Great teachers leave the San Francisco Unified School District for public school jobs on the Peninsula, in the South Bay or in Marin, where they can make significantly more money doing the exact same work.
Teaching in a big, urban school district is demanding and stressful, and the sky-high cost of living in San Francisco, coupled with the housing crunch, doesn’t make it any easier. SFUSD teachers often live with multiple roommates or take on second jobs just to get by.
And forget about buying a home. A new report from the National Council on Teacher Quality found that a beginning teacher in San Francisco who saves 10 percent of his or her salary every month would need to save for 30 years just to have enough for a down payment on a median-priced home.

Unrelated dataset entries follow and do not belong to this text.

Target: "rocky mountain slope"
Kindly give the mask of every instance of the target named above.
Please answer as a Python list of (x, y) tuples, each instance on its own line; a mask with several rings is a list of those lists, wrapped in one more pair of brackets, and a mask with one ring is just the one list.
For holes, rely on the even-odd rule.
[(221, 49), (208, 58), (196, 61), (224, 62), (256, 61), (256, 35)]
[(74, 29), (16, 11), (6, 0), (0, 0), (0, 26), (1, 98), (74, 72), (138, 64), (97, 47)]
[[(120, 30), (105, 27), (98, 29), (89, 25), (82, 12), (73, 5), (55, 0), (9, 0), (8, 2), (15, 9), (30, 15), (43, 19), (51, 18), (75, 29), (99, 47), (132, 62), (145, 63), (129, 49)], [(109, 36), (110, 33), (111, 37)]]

There no logical reason for this. We are a wealthy city, and we pay our nurses, police officers, firefighters and other public employees well. Why are teachers getting such a raw deal?
When I saw the recent news that the SFUSD and the teacher’s union had reached an agreement in their current contract negotiations, I was thrilled. Finally, a substantial raise, I thought. Unfortunately, my optimism dimmed as I read through the details.
The proposed raises aren’t inconsequential, but they don’t do much to address the pay difference between San Francisco and the districts that surround it. For example, a teacher with a Master’s Degree and 15 years of experience who switched from San Francisco to Palo Alto would make $25,000 more a year. In Marin County’s Tamalpais Union High School District, they’d make $32,000 more. And in Mountain View-Los Altos, they’d make almost $54,000 more per year.
I love the SFUSD. I’ve worked in the district since 2002, and my children go to school here. It would break my heart to leave the district, but it’s hard to justify staying when I could make substantially more money doing the same work in a neighboring community.
The SFUSD loses teachers to other school districts all the time. If we want to keep experienced educators in The City, then the mayor, the Board of Supervisors and the Board of Education need to get together, get creative and make a determined push to give our teachers a real raise.
Christopher Pepper is a health education teacher in the San Francisco Unified School District.